Алика Конского даже через шесть лет после его эмиграции вспоминали в Москве со вздохом – такого гения страна потеряла! Его снимки сравнивали с античными фризами: такое совершенство линий, такая Эллада! Вечно без денег, вечно под присмотром органов, под угрозой выселения на 101-й километр, а то и подальше, он дорожил своей полуподпольностью, полузапретной славой и полусвободой. В середине шестидесятых годов Герман, Древесный и Фотик Клезмецов «пробили» подборку его снимков в «Фотогазете». Будь она напечатана, Конский вошел бы сразу и шумно в «четвертое поколение», стал бы участником советского «Ренессанса», принят был бы в союз, словом, стал бы советским нонконформистом. В последний момент Конский снял подборку, видимо, решил остаться в своем «имэдже» одинокого, загнанного, не советского, а настоящего гения. В принципе, правильное было, толковое решение, рассуждали потом друзья. Слишком толковое для гения, добавлял какой-нибудь скептик.
Подборки стали выходить за границей, потом появились и альбомы. Любой мало-мальски интеллигентный иностранец спрашивал теперь в Москве о Конском. Всяким там огородниковым, древесным, германам приходилось делиться славой с неподкупным гением чистой формы, а то и допускать его приоритеты. Впрочем, они делали это охотно, потому что и сами любили «античную фотографию» Конского и его самого с его пустыми голубыми глазами – вот настоящий фотограф, ничего, кроме снимка, не видит! – и если «фишка» начинала очередную возню вокруг Алика, все общепризнанные гении тут же подымали шум на весь мир – не дадим в обиду национальное сокровище! Впрочем, с течением брежневизма общественное признание уходило, и в конце концов и они сами докатились до известной Канальной выставки, где были вместе с Конским избиты народной дружиной за милую душу.

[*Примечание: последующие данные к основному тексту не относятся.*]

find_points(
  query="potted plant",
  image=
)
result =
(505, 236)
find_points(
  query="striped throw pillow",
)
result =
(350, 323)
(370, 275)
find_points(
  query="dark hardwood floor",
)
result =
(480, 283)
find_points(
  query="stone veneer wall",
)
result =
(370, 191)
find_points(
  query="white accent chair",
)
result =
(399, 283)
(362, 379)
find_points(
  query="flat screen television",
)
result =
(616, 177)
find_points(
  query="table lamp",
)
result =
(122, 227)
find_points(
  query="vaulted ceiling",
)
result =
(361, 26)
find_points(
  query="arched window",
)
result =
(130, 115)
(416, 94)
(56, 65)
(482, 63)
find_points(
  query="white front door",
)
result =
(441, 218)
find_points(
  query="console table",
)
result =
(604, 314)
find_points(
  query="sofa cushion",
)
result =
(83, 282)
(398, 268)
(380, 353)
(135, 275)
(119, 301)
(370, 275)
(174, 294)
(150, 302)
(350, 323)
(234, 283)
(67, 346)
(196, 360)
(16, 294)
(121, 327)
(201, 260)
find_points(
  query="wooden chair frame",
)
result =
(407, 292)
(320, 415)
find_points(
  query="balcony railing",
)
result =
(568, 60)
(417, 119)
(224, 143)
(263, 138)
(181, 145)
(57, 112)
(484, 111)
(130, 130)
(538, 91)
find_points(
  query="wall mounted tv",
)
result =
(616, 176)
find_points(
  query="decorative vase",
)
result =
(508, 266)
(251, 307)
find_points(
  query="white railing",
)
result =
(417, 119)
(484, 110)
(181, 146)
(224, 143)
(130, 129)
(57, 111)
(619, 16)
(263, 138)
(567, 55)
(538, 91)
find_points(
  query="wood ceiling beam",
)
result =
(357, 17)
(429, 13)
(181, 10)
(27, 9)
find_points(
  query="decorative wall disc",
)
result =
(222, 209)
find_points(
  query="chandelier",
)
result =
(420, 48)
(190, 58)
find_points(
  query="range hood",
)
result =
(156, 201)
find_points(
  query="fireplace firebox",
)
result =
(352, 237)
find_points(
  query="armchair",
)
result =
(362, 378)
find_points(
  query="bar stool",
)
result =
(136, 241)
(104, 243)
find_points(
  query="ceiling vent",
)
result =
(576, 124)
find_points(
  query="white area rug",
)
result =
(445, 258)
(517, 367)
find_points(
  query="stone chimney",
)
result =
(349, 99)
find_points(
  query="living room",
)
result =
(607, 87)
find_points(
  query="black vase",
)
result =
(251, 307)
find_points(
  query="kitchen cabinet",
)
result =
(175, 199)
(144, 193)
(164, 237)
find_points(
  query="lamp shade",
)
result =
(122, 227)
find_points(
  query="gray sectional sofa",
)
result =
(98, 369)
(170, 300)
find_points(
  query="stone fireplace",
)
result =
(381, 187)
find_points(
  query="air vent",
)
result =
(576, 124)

Вскоре после этого Алик «начал уезжать». Сначала испробован был матримониальный способ. Невест нашлось достаточно и в Европе, и в Америке. Даже Бразилия откликнулась. Однако личный «куратор» Конского майор Крость заявил без обиняков: мы вас, Конский, с иностранкой не распишем. А почему? Такое принято решение, вот почему. Уезжайте как еврей. Вдруг выяснилось, что Алик Конский – не еврей. Оказалось, что не только в паспорте, но и по всем бумагам выходит – грек! Вот откуда античные-то мотивы пошли! Для нас, сказал майор Крость, всякий, кто вразрез с линией партии идет, получается… ну… в общем, не наш человек, не интернационалист. Так или иначе, выездная виза выписана была в Израиль, и после месячных проводов в Москве, Ленинграде и Тбилиси «фотографический Мандельштам», как его иногда называли, отбыл в закатные дали.
Теперь, спустя шесть лет, они встретились с Огородниковым, как будто и недели не прошло. Интересно то, думал Огородников, что и Алька ничего не спрашивает о Москве. Отсутствует даже формальное любопытство – ну, а как там XYZ? Будто бы не было ничего Там, только клубы какого-то пара.

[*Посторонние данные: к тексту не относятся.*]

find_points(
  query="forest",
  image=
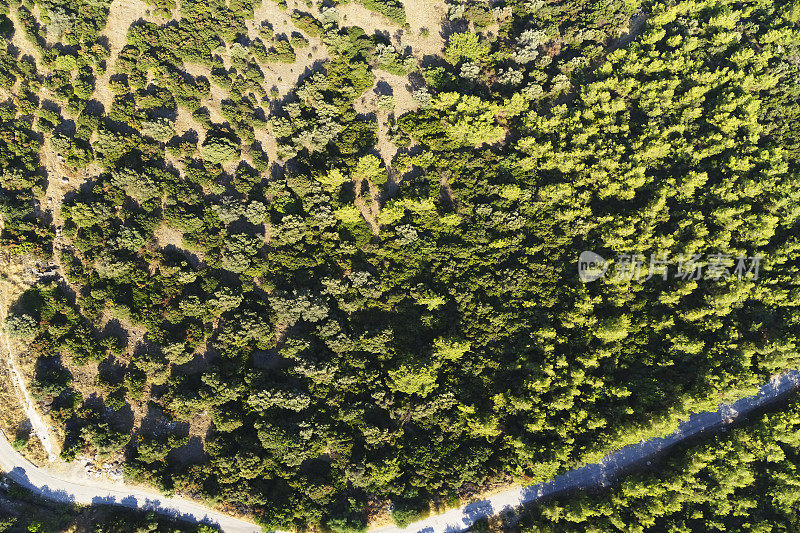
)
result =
(744, 480)
(308, 304)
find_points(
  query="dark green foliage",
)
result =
(740, 481)
(391, 9)
(356, 328)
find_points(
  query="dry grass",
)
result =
(121, 14)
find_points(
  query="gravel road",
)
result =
(453, 521)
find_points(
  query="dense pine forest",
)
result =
(745, 480)
(302, 301)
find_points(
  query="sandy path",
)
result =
(39, 428)
(55, 487)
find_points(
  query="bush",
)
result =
(391, 9)
(219, 149)
(21, 326)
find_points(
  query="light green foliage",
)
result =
(466, 46)
(21, 326)
(219, 149)
(351, 340)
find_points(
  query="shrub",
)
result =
(219, 149)
(391, 9)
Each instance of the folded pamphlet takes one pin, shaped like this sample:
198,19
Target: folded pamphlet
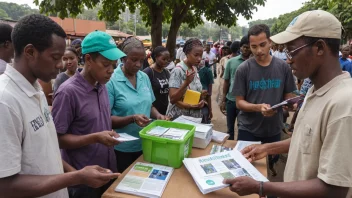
240,145
210,171
157,131
219,149
219,137
290,101
145,180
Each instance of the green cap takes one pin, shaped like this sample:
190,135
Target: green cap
103,43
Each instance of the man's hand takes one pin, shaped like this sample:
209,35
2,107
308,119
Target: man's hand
266,110
162,117
107,138
141,120
96,176
255,152
243,185
199,105
189,77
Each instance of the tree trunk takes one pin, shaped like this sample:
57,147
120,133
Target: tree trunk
178,15
156,13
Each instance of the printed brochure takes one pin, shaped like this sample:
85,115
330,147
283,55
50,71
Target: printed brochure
146,180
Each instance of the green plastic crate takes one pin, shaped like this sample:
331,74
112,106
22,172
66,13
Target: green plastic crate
165,151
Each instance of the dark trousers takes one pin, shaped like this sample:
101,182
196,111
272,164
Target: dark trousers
231,114
124,159
247,136
82,191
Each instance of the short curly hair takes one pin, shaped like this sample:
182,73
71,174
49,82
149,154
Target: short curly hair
157,52
37,30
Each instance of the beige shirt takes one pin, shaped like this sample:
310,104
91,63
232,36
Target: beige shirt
28,140
321,143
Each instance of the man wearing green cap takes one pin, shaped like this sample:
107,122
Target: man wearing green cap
81,111
319,152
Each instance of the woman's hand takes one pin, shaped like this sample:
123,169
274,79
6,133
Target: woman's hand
141,120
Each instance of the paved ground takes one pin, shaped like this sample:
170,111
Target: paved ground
219,121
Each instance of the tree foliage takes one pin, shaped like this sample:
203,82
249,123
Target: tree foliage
342,9
157,12
284,20
14,11
269,22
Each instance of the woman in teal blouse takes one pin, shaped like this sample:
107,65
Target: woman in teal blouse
131,98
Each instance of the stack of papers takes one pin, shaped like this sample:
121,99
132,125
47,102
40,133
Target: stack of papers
170,133
209,171
290,101
219,149
146,180
203,133
219,137
243,144
157,131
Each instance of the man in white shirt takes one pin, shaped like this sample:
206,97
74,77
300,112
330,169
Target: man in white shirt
6,47
210,59
30,160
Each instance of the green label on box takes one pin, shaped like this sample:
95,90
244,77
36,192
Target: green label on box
143,168
186,150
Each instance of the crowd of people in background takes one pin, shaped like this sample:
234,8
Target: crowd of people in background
103,88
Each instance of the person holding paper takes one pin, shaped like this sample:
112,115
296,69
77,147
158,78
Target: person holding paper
185,77
131,101
260,83
228,99
81,111
31,164
319,152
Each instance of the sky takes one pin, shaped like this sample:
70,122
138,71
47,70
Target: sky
272,8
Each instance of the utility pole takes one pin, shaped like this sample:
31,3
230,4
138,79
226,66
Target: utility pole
135,21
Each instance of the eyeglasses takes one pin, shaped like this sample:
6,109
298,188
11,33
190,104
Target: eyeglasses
289,54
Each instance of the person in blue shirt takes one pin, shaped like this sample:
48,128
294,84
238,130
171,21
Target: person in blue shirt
345,62
131,101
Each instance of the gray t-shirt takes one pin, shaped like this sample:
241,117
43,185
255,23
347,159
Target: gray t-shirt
259,85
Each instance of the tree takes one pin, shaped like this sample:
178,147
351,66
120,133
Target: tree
155,12
3,14
269,22
284,20
342,10
15,11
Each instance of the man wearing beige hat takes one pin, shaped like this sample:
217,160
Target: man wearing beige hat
319,159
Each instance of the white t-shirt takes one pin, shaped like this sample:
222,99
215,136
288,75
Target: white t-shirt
211,57
28,140
180,54
280,55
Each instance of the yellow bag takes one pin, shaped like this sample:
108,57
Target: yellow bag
191,97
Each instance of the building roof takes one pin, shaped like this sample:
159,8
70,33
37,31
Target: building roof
78,27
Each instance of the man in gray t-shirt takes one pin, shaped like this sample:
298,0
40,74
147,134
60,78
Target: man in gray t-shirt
263,85
261,82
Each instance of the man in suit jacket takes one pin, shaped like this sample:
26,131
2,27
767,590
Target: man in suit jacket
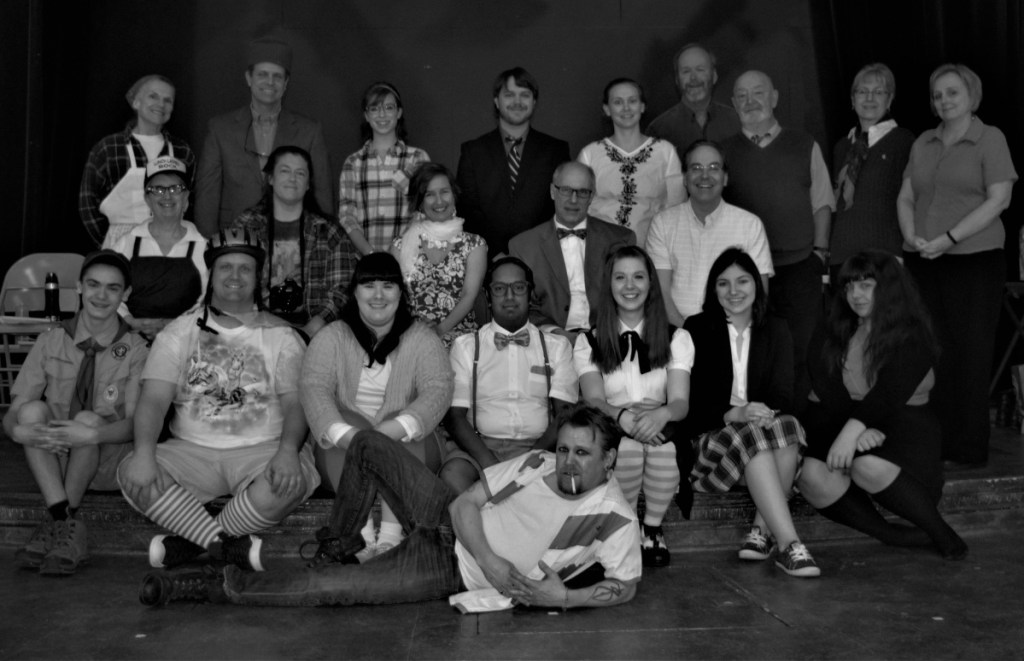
229,176
566,266
504,175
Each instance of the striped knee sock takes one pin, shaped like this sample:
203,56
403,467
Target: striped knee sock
241,518
629,469
179,512
660,479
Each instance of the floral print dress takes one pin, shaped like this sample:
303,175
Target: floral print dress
435,288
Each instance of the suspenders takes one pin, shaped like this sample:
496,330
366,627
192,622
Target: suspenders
476,359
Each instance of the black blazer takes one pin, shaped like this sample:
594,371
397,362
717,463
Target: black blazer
487,203
769,370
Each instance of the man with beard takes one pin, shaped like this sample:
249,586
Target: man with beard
696,117
779,175
525,534
504,174
512,381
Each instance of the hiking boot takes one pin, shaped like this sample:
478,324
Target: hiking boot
171,551
653,552
40,543
795,560
161,587
757,545
242,552
69,549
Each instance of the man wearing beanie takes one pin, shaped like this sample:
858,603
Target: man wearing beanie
238,143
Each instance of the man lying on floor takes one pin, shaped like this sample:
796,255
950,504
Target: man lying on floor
528,526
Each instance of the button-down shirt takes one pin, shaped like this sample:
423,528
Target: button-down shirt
373,190
511,388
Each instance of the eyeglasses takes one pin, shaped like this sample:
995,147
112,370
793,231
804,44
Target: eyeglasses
176,189
870,93
387,108
567,191
698,169
518,288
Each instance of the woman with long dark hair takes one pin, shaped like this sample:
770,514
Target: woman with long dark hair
870,432
374,208
741,431
635,367
309,259
376,367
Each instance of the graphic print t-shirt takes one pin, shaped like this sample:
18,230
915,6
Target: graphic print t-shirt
228,384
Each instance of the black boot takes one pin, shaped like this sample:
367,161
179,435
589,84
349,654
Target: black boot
855,510
908,498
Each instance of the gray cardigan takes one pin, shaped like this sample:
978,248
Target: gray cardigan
420,385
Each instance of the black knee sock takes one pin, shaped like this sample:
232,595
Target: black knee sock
59,511
908,498
854,509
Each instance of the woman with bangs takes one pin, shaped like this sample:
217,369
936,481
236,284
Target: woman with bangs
374,209
742,381
636,367
870,432
376,367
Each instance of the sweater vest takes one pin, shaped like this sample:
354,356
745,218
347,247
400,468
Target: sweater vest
774,183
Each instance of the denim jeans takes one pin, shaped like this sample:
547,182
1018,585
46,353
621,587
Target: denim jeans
422,567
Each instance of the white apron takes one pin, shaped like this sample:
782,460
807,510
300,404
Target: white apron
125,206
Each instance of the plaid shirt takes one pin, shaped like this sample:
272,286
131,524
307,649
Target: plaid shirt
108,164
373,192
329,261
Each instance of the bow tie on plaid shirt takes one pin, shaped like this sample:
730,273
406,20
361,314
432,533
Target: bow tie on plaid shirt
502,341
562,233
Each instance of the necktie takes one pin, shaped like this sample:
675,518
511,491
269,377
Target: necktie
502,341
579,233
86,379
631,346
514,158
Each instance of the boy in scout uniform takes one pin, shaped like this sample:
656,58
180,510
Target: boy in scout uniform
74,400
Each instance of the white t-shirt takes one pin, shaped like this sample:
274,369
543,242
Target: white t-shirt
228,384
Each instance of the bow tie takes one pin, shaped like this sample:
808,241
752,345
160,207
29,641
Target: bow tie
562,233
502,341
631,346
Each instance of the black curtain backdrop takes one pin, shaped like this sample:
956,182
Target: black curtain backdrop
68,65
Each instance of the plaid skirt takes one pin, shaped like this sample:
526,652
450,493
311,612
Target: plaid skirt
722,455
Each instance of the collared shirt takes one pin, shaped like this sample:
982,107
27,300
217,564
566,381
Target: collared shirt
626,387
108,164
373,191
950,182
50,370
821,190
678,241
150,248
574,254
264,129
330,261
739,346
511,388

Тут как раз Алик Конский вяло спросил: «Ну, а как там вообще?» – и помахал рукой проходящей из кабинета девице в оранжевых утеплителях поверх штанов. Огородников решил на вопрос не отвечать: взяла его обида за Москву. Мы только о них, «отъехавших», и разговариваем, а для них, оказывается, московские друзья вроде деревенских родственников!
Ответ, оказывается, не особенно был и нужен. Извинившись, Алик встал из-за стола – на минутку. Поссать? Девчонку догнать? Нет, оказывается, за соседним столом тоже знакомые сидят, коллекция очков долларов на тыщу. Максим слушал, как дружок (слово «бывший» старательно отгонялось) чешет по-английски. Вот наблатыкался, а ведь не знал ни слова! Речь шла о каком-то Ричарде, который должен был прийти, но не пришел к некой Сюзан. Пиджак на Конском был – хуже не придумаешь, как будто из ящиков Армии Спасенья вытащил, таков его стиль в этом городе.

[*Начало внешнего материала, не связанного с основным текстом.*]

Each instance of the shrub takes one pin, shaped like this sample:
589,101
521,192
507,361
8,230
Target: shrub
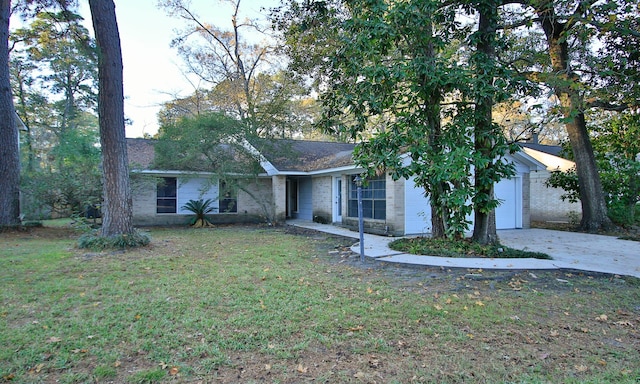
200,208
93,240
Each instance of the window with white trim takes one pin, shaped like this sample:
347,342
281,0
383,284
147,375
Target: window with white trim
167,195
374,198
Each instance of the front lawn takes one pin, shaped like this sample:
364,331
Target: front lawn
254,305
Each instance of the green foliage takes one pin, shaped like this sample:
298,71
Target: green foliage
460,248
616,145
71,180
200,208
94,241
390,67
211,142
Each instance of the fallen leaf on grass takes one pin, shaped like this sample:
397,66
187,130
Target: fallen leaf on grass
625,323
581,368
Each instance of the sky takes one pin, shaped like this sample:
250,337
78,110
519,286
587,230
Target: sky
152,69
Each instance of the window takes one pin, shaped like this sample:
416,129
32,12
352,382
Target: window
228,201
167,195
374,199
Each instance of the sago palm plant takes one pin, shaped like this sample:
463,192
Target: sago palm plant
201,208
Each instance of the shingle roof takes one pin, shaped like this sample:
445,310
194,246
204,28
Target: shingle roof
305,156
554,150
284,155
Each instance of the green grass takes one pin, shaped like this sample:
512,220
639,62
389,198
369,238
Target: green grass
250,305
460,248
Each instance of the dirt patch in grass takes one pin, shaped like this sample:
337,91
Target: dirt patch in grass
402,323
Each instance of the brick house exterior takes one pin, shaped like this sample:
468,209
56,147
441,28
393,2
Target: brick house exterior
312,181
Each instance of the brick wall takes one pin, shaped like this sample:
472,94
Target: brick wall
251,205
322,192
546,204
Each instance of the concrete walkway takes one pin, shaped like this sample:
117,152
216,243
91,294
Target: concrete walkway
569,250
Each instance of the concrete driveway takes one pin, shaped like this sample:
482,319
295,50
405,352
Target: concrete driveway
581,251
569,250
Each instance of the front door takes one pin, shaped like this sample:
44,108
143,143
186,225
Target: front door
337,199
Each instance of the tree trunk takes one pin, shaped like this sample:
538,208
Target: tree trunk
566,87
484,228
117,207
9,136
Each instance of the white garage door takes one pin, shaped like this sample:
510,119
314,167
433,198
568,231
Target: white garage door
509,212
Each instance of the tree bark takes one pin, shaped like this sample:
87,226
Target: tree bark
484,228
566,87
9,136
117,206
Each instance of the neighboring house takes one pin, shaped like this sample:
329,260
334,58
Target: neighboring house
546,202
310,180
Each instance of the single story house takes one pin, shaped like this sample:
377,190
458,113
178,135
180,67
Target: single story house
309,180
546,202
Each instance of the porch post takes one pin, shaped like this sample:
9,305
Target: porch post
279,191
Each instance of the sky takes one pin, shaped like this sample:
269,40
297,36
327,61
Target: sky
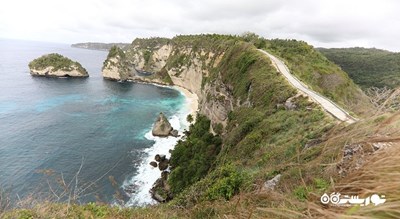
321,23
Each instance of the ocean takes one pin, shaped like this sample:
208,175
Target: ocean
86,139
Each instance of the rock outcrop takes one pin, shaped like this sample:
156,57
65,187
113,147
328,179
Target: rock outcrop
162,127
56,65
161,191
186,67
116,66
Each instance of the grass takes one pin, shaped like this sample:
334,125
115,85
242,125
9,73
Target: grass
367,67
214,179
321,75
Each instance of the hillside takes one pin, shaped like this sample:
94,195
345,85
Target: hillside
258,149
322,75
367,67
56,65
98,46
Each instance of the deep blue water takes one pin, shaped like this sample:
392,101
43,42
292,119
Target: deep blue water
50,126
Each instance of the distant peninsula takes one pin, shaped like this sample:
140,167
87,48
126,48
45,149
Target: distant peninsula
99,46
56,65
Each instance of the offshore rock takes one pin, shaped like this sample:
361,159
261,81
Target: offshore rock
162,127
56,65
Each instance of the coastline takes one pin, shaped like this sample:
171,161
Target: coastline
147,175
192,100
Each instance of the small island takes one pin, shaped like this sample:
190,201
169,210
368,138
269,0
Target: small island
56,65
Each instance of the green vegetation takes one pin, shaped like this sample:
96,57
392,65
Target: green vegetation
192,159
58,62
224,175
117,58
367,67
320,74
115,52
164,76
189,118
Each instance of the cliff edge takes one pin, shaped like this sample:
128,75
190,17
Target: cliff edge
56,65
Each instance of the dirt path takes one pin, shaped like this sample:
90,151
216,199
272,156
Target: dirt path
326,104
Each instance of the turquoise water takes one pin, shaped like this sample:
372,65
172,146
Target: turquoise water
51,127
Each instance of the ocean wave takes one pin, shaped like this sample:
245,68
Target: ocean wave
146,175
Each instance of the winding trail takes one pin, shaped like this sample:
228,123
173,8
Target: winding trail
328,105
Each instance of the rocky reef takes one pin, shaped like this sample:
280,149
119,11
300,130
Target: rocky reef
56,65
182,61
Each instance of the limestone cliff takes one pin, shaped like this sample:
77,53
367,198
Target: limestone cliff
188,63
56,65
115,67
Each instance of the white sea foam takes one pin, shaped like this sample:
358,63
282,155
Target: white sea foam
147,175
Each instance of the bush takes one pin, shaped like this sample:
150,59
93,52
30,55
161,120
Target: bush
193,158
227,184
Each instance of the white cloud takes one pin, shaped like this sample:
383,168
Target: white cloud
371,23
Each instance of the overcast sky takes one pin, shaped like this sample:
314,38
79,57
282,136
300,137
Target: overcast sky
322,23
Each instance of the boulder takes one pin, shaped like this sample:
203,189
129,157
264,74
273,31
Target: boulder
160,157
56,65
290,105
174,133
153,164
164,175
162,127
163,165
270,184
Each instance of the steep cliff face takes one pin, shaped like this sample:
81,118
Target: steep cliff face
115,67
186,65
56,65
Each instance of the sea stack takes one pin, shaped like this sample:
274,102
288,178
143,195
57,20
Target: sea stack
56,65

– Ну, как тебе мой инглиш? – спросил Конский вернувшись.
– Ты путаешься с этой херовиной I can't help but, – сказал Огородников.
Конский побледнел.
– Не может быть!
Огородников попросил счет и выложил карточку «Американ экспресс».
– Хм, – сказал Конский.
– Ну, а ты-то как вообще? – спросил Огородников.
– Вообще-то клево! – сказал Конский и как бы загорелся от старого жаргонного словечка. – Я, знаешь, сейчас все-таки беру что-то из голографии. Некоторые компьютерные новинки, Макс, раскрывают…
– Да я не об этом, – отмахнулся Огородников. – Не женился?
Вот ответил на равнодушие к Москве равнодушием к творчеству. Конский, кажется, понял, усмехнулся. Нет, не женился, зачем? А ты? А я, конечно, женился. Да? А вот я до сих пор не женился. Ну, а я женился в седьмой раз. Можно позавидовать. Нет, я так и не женился. А ты ощущаешь, Макс, сжатие пространства? В такой же степени, как его расширение, что ли? И в том, и и другом направлении, б-р-р, не очень-то уютно, а? Давно ли возникало чувство по имени «радость»? Уходит вместе с некоторыми элементами того, что именуется попросту «свинством», не гак ли? Хорошо еще, что нам не надо называть предметы «своими именами», верно? За это благо я отдам последние штаны…
Такой довольно быстрый и не вполне вразумительный диалог как бы возвращал в прежние времена, когда где-нибудь на Арбате под джазовую пластинку и под хорошую «банку» общались, так сказать, «на межклеточном уровне». Оба были довольны, что так вот, без нажима, расшевелили прошлое. Ты, наверное, крестился? – спросил один другого. Не без этого. Извлечен был из-под ворота рубашки нательный крест. И я этого не избежал, хотя, признаюсь, иногда кажусь себе… Не продолжай, здесь то же самое…
Со вздохом облегчения «межклеточное общение» было завершено.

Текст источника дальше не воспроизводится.